23rd February. Alex called me this morning, after Fred had gone into the city centre. She said she understood about the funeral, but she was very anxious to meet me to discuss something. I said I was far too busy, and would be for some time, sorting out
my father’s probate, and disposing of his possessions and the house. I asked her what it was about, and she said she would rather explain in person, at her flat. When I said that wasn’t possible, she suggested Pam’s Pantry, and when I rejected that proposal too she reluctantly told me over the phone why she had been trying to reach me ever since my return from Poland.
‘I can’t go on being supervised by Colin Butterworth,’ she said. ‘It’s impossible, for obvious reasons.

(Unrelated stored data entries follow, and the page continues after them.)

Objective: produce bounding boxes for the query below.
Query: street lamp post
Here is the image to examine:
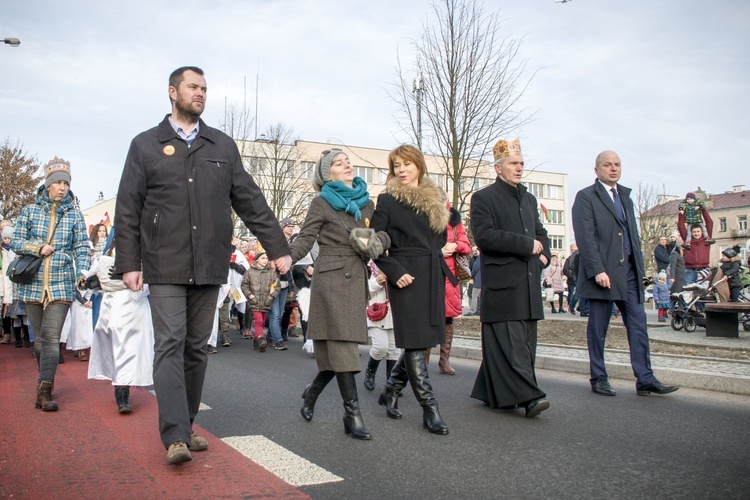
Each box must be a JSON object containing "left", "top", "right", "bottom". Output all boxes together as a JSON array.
[
  {"left": 412, "top": 74, "right": 424, "bottom": 151},
  {"left": 3, "top": 38, "right": 21, "bottom": 47}
]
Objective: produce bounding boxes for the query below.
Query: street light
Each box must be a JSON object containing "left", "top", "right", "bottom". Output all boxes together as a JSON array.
[
  {"left": 3, "top": 38, "right": 21, "bottom": 47},
  {"left": 412, "top": 74, "right": 424, "bottom": 151}
]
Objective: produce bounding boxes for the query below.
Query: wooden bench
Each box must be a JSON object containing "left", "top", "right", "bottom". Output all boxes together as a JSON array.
[{"left": 703, "top": 302, "right": 750, "bottom": 338}]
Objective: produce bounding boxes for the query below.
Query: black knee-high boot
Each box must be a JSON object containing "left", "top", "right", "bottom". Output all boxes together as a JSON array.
[
  {"left": 385, "top": 359, "right": 397, "bottom": 383},
  {"left": 14, "top": 326, "right": 23, "bottom": 348},
  {"left": 336, "top": 372, "right": 372, "bottom": 440},
  {"left": 301, "top": 370, "right": 335, "bottom": 421},
  {"left": 378, "top": 354, "right": 408, "bottom": 419},
  {"left": 363, "top": 356, "right": 381, "bottom": 391},
  {"left": 22, "top": 325, "right": 31, "bottom": 347},
  {"left": 404, "top": 349, "right": 449, "bottom": 435}
]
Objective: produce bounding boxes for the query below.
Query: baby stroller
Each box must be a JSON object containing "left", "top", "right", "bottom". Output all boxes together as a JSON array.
[{"left": 670, "top": 272, "right": 726, "bottom": 333}]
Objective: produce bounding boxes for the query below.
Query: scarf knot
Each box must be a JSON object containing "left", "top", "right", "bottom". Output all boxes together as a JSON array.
[{"left": 320, "top": 177, "right": 370, "bottom": 220}]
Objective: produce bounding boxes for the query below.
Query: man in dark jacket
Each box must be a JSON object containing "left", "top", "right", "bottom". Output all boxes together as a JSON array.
[
  {"left": 572, "top": 150, "right": 677, "bottom": 398},
  {"left": 469, "top": 138, "right": 551, "bottom": 418},
  {"left": 115, "top": 66, "right": 291, "bottom": 465},
  {"left": 653, "top": 236, "right": 670, "bottom": 273}
]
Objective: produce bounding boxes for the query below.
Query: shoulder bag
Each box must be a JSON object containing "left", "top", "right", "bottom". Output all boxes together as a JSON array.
[
  {"left": 452, "top": 226, "right": 471, "bottom": 282},
  {"left": 6, "top": 216, "right": 62, "bottom": 284}
]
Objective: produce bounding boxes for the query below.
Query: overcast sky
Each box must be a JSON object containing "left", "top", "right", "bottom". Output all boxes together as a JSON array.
[{"left": 2, "top": 0, "right": 748, "bottom": 210}]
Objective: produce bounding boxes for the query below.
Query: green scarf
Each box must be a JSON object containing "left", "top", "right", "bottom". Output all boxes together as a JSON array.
[{"left": 319, "top": 177, "right": 369, "bottom": 221}]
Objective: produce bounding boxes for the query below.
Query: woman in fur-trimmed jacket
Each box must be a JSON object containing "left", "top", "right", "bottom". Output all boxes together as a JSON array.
[{"left": 371, "top": 144, "right": 454, "bottom": 436}]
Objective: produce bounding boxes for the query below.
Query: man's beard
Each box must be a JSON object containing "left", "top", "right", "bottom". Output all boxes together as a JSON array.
[{"left": 175, "top": 96, "right": 204, "bottom": 121}]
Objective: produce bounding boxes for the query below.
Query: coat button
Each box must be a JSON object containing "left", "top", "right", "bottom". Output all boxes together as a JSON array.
[
  {"left": 524, "top": 228, "right": 528, "bottom": 233},
  {"left": 345, "top": 272, "right": 352, "bottom": 279},
  {"left": 193, "top": 226, "right": 197, "bottom": 230},
  {"left": 188, "top": 178, "right": 194, "bottom": 182}
]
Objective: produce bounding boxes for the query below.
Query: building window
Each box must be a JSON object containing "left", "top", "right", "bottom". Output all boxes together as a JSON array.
[
  {"left": 473, "top": 177, "right": 490, "bottom": 190},
  {"left": 354, "top": 165, "right": 373, "bottom": 183},
  {"left": 427, "top": 173, "right": 444, "bottom": 189},
  {"left": 719, "top": 218, "right": 727, "bottom": 232},
  {"left": 739, "top": 215, "right": 748, "bottom": 231},
  {"left": 547, "top": 185, "right": 563, "bottom": 200},
  {"left": 375, "top": 168, "right": 388, "bottom": 184},
  {"left": 300, "top": 161, "right": 315, "bottom": 179},
  {"left": 549, "top": 235, "right": 564, "bottom": 250},
  {"left": 527, "top": 182, "right": 545, "bottom": 199},
  {"left": 548, "top": 210, "right": 564, "bottom": 224}
]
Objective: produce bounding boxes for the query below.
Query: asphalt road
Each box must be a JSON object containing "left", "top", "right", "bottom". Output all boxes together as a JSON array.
[{"left": 199, "top": 330, "right": 750, "bottom": 499}]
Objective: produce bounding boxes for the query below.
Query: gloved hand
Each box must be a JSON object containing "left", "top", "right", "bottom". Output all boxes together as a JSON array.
[{"left": 349, "top": 228, "right": 384, "bottom": 260}]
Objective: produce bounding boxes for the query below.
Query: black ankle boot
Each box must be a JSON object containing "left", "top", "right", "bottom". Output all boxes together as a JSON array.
[
  {"left": 300, "top": 371, "right": 335, "bottom": 421},
  {"left": 378, "top": 355, "right": 407, "bottom": 419},
  {"left": 22, "top": 325, "right": 31, "bottom": 347},
  {"left": 14, "top": 327, "right": 23, "bottom": 348},
  {"left": 404, "top": 349, "right": 449, "bottom": 435},
  {"left": 363, "top": 356, "right": 381, "bottom": 391},
  {"left": 115, "top": 386, "right": 132, "bottom": 414},
  {"left": 336, "top": 372, "right": 372, "bottom": 440}
]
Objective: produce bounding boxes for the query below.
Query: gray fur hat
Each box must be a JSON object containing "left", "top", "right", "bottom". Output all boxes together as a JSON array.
[{"left": 312, "top": 149, "right": 344, "bottom": 191}]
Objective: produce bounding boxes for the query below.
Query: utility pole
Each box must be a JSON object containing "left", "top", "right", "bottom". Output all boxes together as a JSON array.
[{"left": 412, "top": 73, "right": 424, "bottom": 150}]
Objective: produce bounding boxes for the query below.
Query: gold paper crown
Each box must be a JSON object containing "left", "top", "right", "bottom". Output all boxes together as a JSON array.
[
  {"left": 44, "top": 156, "right": 71, "bottom": 177},
  {"left": 492, "top": 139, "right": 522, "bottom": 161}
]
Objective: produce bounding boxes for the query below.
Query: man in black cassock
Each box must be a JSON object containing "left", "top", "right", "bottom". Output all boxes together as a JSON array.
[{"left": 469, "top": 138, "right": 552, "bottom": 418}]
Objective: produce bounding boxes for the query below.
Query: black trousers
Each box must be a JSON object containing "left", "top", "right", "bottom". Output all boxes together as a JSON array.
[{"left": 149, "top": 284, "right": 220, "bottom": 448}]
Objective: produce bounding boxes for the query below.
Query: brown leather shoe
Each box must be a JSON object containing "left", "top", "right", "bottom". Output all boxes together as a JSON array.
[
  {"left": 35, "top": 381, "right": 58, "bottom": 411},
  {"left": 189, "top": 432, "right": 208, "bottom": 451},
  {"left": 166, "top": 441, "right": 192, "bottom": 465}
]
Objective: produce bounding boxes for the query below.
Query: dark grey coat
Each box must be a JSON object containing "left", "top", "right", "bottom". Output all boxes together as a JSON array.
[
  {"left": 572, "top": 180, "right": 646, "bottom": 302},
  {"left": 470, "top": 178, "right": 551, "bottom": 323},
  {"left": 669, "top": 249, "right": 685, "bottom": 294},
  {"left": 115, "top": 116, "right": 289, "bottom": 285},
  {"left": 289, "top": 196, "right": 377, "bottom": 344}
]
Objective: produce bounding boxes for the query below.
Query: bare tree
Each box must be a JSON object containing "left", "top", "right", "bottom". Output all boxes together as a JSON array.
[
  {"left": 241, "top": 123, "right": 311, "bottom": 224},
  {"left": 634, "top": 182, "right": 677, "bottom": 276},
  {"left": 0, "top": 138, "right": 43, "bottom": 220},
  {"left": 390, "top": 0, "right": 533, "bottom": 212}
]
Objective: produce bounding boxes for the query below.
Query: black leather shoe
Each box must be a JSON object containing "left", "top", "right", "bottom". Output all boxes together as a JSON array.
[
  {"left": 524, "top": 398, "right": 550, "bottom": 418},
  {"left": 636, "top": 381, "right": 679, "bottom": 396},
  {"left": 591, "top": 378, "right": 616, "bottom": 396}
]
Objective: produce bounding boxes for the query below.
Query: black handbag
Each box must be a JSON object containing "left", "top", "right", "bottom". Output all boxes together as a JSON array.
[
  {"left": 6, "top": 254, "right": 44, "bottom": 284},
  {"left": 6, "top": 216, "right": 62, "bottom": 284}
]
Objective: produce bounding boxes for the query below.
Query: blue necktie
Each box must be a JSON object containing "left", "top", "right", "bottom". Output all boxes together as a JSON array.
[{"left": 611, "top": 188, "right": 631, "bottom": 256}]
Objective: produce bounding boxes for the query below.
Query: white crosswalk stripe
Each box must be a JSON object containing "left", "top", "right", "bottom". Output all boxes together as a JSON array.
[{"left": 222, "top": 435, "right": 344, "bottom": 486}]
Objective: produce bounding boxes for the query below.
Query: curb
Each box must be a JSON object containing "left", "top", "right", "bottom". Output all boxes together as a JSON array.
[{"left": 434, "top": 343, "right": 750, "bottom": 397}]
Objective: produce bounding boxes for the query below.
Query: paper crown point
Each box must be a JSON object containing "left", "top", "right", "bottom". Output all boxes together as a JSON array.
[{"left": 44, "top": 156, "right": 71, "bottom": 177}]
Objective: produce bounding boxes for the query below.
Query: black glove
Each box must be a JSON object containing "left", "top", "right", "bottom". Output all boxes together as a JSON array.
[
  {"left": 108, "top": 268, "right": 123, "bottom": 281},
  {"left": 229, "top": 262, "right": 247, "bottom": 275}
]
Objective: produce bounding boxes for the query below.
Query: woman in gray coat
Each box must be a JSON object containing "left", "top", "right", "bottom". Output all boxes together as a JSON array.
[
  {"left": 669, "top": 244, "right": 685, "bottom": 294},
  {"left": 290, "top": 149, "right": 388, "bottom": 440}
]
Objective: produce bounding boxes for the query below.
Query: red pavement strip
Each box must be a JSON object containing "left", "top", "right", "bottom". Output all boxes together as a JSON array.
[{"left": 0, "top": 346, "right": 310, "bottom": 499}]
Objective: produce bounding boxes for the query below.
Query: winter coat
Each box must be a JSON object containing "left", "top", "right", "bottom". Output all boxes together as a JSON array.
[
  {"left": 471, "top": 255, "right": 482, "bottom": 290},
  {"left": 669, "top": 248, "right": 685, "bottom": 294},
  {"left": 544, "top": 262, "right": 565, "bottom": 293},
  {"left": 444, "top": 207, "right": 472, "bottom": 318},
  {"left": 572, "top": 181, "right": 647, "bottom": 302},
  {"left": 241, "top": 263, "right": 280, "bottom": 313},
  {"left": 1, "top": 245, "right": 14, "bottom": 305},
  {"left": 470, "top": 177, "right": 551, "bottom": 323},
  {"left": 653, "top": 244, "right": 671, "bottom": 273},
  {"left": 720, "top": 257, "right": 742, "bottom": 289},
  {"left": 678, "top": 211, "right": 712, "bottom": 269},
  {"left": 373, "top": 177, "right": 453, "bottom": 349},
  {"left": 653, "top": 281, "right": 671, "bottom": 305},
  {"left": 11, "top": 186, "right": 91, "bottom": 304},
  {"left": 114, "top": 115, "right": 289, "bottom": 285},
  {"left": 290, "top": 196, "right": 387, "bottom": 344}
]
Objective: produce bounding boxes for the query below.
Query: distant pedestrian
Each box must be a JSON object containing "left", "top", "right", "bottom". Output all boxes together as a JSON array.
[
  {"left": 241, "top": 251, "right": 280, "bottom": 351},
  {"left": 653, "top": 272, "right": 671, "bottom": 322}
]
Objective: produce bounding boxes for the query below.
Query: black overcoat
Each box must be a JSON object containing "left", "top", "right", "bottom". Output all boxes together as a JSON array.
[
  {"left": 372, "top": 190, "right": 452, "bottom": 349},
  {"left": 572, "top": 181, "right": 646, "bottom": 302},
  {"left": 470, "top": 178, "right": 551, "bottom": 323}
]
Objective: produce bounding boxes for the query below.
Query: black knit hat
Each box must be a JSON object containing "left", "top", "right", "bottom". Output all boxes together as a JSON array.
[{"left": 722, "top": 245, "right": 741, "bottom": 259}]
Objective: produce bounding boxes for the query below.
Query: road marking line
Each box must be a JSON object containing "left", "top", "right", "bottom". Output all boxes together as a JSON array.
[{"left": 222, "top": 435, "right": 344, "bottom": 486}]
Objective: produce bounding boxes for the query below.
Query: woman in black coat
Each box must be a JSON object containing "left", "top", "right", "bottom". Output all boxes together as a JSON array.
[{"left": 372, "top": 144, "right": 454, "bottom": 435}]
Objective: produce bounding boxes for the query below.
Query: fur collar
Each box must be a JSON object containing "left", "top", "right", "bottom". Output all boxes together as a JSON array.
[{"left": 385, "top": 177, "right": 450, "bottom": 233}]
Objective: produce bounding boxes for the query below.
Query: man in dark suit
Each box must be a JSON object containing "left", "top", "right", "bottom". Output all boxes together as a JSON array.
[
  {"left": 572, "top": 150, "right": 678, "bottom": 397},
  {"left": 470, "top": 138, "right": 552, "bottom": 418}
]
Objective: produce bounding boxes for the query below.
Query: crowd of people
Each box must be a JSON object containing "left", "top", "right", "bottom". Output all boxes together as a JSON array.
[{"left": 8, "top": 65, "right": 749, "bottom": 468}]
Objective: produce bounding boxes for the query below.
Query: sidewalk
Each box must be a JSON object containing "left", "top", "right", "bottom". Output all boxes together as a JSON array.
[
  {"left": 0, "top": 347, "right": 309, "bottom": 499},
  {"left": 449, "top": 310, "right": 750, "bottom": 396}
]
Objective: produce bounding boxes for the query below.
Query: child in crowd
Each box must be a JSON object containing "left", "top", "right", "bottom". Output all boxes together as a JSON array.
[
  {"left": 653, "top": 271, "right": 672, "bottom": 322},
  {"left": 88, "top": 240, "right": 155, "bottom": 414},
  {"left": 363, "top": 261, "right": 398, "bottom": 392},
  {"left": 720, "top": 245, "right": 743, "bottom": 302},
  {"left": 61, "top": 286, "right": 94, "bottom": 361},
  {"left": 679, "top": 192, "right": 714, "bottom": 248},
  {"left": 241, "top": 252, "right": 280, "bottom": 353}
]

It’s the only thing we agree on. He asked me if there was anyone else in the Department I would like to transfer to, and I said no, there isn’t, but I would love to be supervised by you. He thinks it’s a brilliant idea, and he’s sure there won’t be any problem getting the University to approve it. You’d get some kind of payment, not a lot I guess, but something. And I don’t need to tell you I’d be absolutely thrilled.’
‘No, Alex,’ I said when she had finished her pitch.
‘Why?’ she wailed. ‘When I asked you before, you said it would be an insult to Colin, but that doesn’t apply any more.’
‘I just don’t want to,’ I said.
‘But why?’ she persisted.
‘If you really want to know, it’s because I don’t understand you, I don’t trust you, and I seriously doubt whether you are capable of writing a PhD thesis. I’m afraid I would end up writing it for you.’